TIC-TAC-TOE ROBOT

During the fall of 2017 and summer of 2018, I completed a project with the Kavraki Lab at Rice University. At the time, the Kavraki lab worked on cutting-edge approaches to integrate AI task-planning methods with sampling-based motion planning algorithms. To demonstrate the power of this combined approach, I worked on building an interactive system capable of playing tic tac toe with a human.

Using the lab's existing software infrastructure, Vicon motion capture system, and library of registered objects for tracking, I created a C++ library capable of planning and executing pick and place commands for various robots. By building the library on top of these components, I made a much simpler interface that could plan motions for robots to execute in a single line.

planning to grab a block with a single line

 In a game with relatively few moves, like tic-tac-toe, the space of possible actions is much smaller than in a game like chess. Each player places, at most, one X or O, and the game ends when a player achieves three in a row or if there are no more possible moves. Then, the first player has nine options to play, the second has eight possibilities, and so forth.

To compute the optimal move for the robot to make, I used a minimax algorithm that evaluated the value of each potential move. This algorithm assigns positive point values to game states where the player wins and negative values where the opponent wins. The algorithm descends the tree of possible game states by simulating each player's move and assuming that the opponent will play their best possible move. 

During moves where it is the player's turn, points are the maximum scores for moves proceeding the current game state. For the opponent's moves, the value of game states is the minimum of proceeding game states. These alternating maximizing and minimizing behaviors give the algorithm its name: minimax.
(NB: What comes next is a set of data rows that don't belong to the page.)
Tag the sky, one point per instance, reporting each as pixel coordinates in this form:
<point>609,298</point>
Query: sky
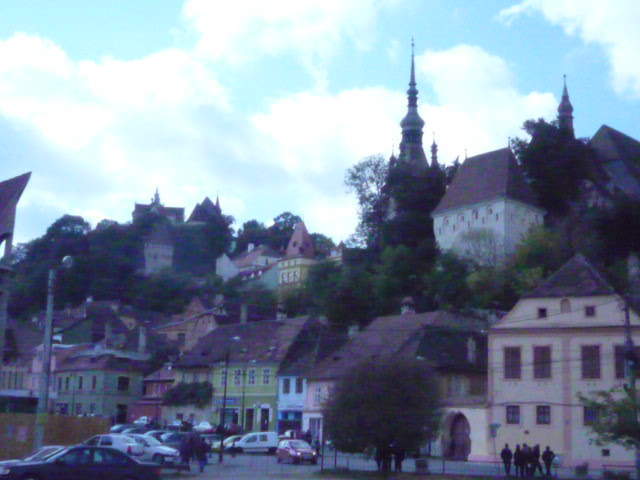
<point>267,104</point>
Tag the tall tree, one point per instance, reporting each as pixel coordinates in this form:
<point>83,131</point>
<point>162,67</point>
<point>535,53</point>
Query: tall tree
<point>367,179</point>
<point>391,401</point>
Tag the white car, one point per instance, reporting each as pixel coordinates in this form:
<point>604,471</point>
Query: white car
<point>124,443</point>
<point>155,451</point>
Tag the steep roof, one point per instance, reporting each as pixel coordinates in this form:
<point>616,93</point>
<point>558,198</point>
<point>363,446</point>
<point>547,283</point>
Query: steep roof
<point>576,278</point>
<point>619,155</point>
<point>486,177</point>
<point>263,342</point>
<point>204,211</point>
<point>300,243</point>
<point>10,192</point>
<point>384,337</point>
example of minimax evaluating a game state’s value

After evaluating game states, I programmed the robot to take the best possible move. Then, I had to use the robot to move game pieces to their desired spot to change the actual game state. Moving pieces presented another issue: the more pieces placed on the game board, the harder it became to plan collision-free motions for the robot. I opted to phrase each game move as a task and motion planning problem where the robot could move other pieces as long as they returned to their original location.

To do so, I created a pipeline to extract the tic-tac-toe game state from the transform frames provided by the motion capture system. After doing so,  I converted the game state into a STRIPS-style planning domain with actions that allowed game pieces to move to board or buffer locations. The task in this domain was to move the next piece to the desired location on the board, with existing game pieces placed precisely where they were initially.

I adapted from Neil Dantam's work titled "Incremental task and motion planning: A constraint-based approach," which appeared in Robotics: Science and Systems 2016. This task and motion planning approach uses a Satisfiability Modulo Theories (SMT) solver and incrementally adds constraints to the problem when we cannot plan a motion for a particular action. The result is a task and motion planning pipeline that produces a sequence of motions for the robot to execute, making the optimal tic tac toe move. Overall, this project was a huge success and continued to act as a demonstration of our lab's work for the next few years.